The answer is n!, (pronounced "N factorial"), which is equal to
n x (n-1) x ... x 3 x 2 x 1
Why? Well, consider the process of producing a single permutation. Taking all n numbers, you want to stick them in n slots in some order.
You have n choices of which number to put into the first slot. For each of these choices, you have n-1 choices of which number to put in the second slot, giving you n x (n-1) ways of filling the first two slots.
For each of these, you have n-2 numbers remaining, so there are n-2 choices of a number to fill the third slot. Thus there are n x (n-1) x (n-2) ways to fill the first three slots.
Continuing this argument, there are n! total permutations.

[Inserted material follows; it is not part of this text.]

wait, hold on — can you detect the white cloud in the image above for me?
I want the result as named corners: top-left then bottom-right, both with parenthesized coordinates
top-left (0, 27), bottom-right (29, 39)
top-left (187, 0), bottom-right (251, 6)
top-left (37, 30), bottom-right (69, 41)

This was due to Spike, and is a nice explanation. Let's suppose there are a number, k, of ways to arrange n-1 numbers.
Then, for each of these arrangements, there are a total of n places we can insert the number n into the sequence to produce a different arrangement of n numbers.
Perhaps an example is in order. Suppose there are k arrangements of the numbers 1..3. Let's pick one: 1,2,3. Then from this arrangement, we can construct 4 permutations of the numbers 1,2,3,4, as follows:
4, 1, 2, 3
1, 4, 2, 3
1, 2, 4, 3
1, 2, 3, 4
Following this argument through, there are a total of kxn permutations. In other words, to get from the number of permutations of n-1 things to the number of permutations of n things, you multiply the previous result by n.
Since there is 1 permutation of the number 1, this means there will be 1x2 permutations of 2 numbers, 1x2x3 permutations of three numbers, and so on.